« Et si c’était son tour ? » Cette question plutôt banale revient, régulièrement, à chaque début de grand tour, concernant un outsider autrefois équipier et qui s’est vu récemment promu leader d’une formation… Mais aujourd’hui peut-être plus que jamais, il convient de se la poser pour Rigoberto Uran. Et si c’était son tour, à ce jeune colombien, meilleur jeune en 2012 et deuxième en 2013, de remporter un Giro relativement ouvert ?

Habitué à se faire mal

N’importe quel quidam ayant chatouillé la pédale pourra vous l’affirmer : pour faire du vélo, il faut savoir se faire mal. Rigoberto Uran, lui, sait souffrir. Le Colombien s’est forgé un mental d’acier, un seuil de souffrance surhumain et une rigueur hors-norme au fil de son existence marquée notamment par de douloureux épisodes… Orphelin de père à 14 ans, le jeune Rigoberto doit subvenir seul aux besoins de sa famille. Il sera également victime d’une lourde chute au début de sa carrière, sur le Tour d’Allemagne. « Il était comme une éponge, très fort sur le plan mental », confie l’un de ses premiers mentors. Les Rodriguez et autres Quintana n’ont qu’à bien se tenir ; dans les pentes les plus raides, sur les pourcentages les plus élevés, au cœur des montagnes italiennes, Uran aura la capacité de relativiser sa douleur et d’aller encore plus loin dans la souffrance.

Autre atout du « martyre d’Urrao », son équipe. C’est de plus en plus vrai dans le cyclisme moderne, pour remporter un monument ou un grand tour, il faut une équipe. Et dire qu’Uran en a une à ses côtés est un doux euphémisme. Il a la meilleure. Outrageusement dominatrice sur les flandriennes, toujours placée sur les ardennaises, première au classement UCI, la formation de Patrick Lefevere est dotée d’une présence éblouissante et d’une diversité rare. De facto, avec des équipiers à l’effigie de Thomas De Gendt, troisième sur le Giro 2012, Jan Bakelants ou Tony Martin, il est tout de suite plus agréable d’être leader.

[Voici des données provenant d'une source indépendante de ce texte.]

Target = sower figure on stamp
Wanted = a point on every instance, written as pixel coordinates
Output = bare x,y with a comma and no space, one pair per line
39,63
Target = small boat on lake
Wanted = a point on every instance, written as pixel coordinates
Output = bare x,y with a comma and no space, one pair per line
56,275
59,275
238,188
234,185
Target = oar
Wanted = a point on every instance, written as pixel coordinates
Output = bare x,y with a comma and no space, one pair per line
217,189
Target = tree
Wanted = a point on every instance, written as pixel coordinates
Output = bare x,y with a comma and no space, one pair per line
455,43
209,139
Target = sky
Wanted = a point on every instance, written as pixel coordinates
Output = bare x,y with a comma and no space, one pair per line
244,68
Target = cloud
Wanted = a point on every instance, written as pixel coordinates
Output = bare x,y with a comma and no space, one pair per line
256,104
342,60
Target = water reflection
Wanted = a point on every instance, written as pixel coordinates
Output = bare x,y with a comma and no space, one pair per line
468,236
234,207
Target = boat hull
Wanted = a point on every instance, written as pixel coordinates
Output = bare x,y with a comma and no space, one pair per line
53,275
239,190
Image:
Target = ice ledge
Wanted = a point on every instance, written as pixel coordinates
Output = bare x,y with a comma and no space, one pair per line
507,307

Un transfert qui change tout

Parce que c’est bien la nouveauté de l’année. Le passage d’Uran, cet hiver, de Sky à Omega-Pharma Quick-Step a été l’un des gros transferts de l’intersaison. La formation belge se trouvait alors – enfin – un leader lui permettant de briller sur les courses de trois semaines, souvent délaissées ces dernières saisons au profit des classiques. Une aubaine aussi pour le principal intéressé, qui se voit enfin offrir un rôle de leader. Car le Giro 2013 est encore dans toute les têtes, et surtout dans celle du Colombien. Désigné lieutenant de Wiggins, il avait perdu plusieurs minutes en première semaine en aidant le Britannique. Ce qui avait failli lui coûter une future deuxième place, et l’empêcha surtout de faire frémir rien qu’un peu Vincenzo Nibali. 2014 marque donc pour lui un nouveau rôle et de nouvelles ambitions.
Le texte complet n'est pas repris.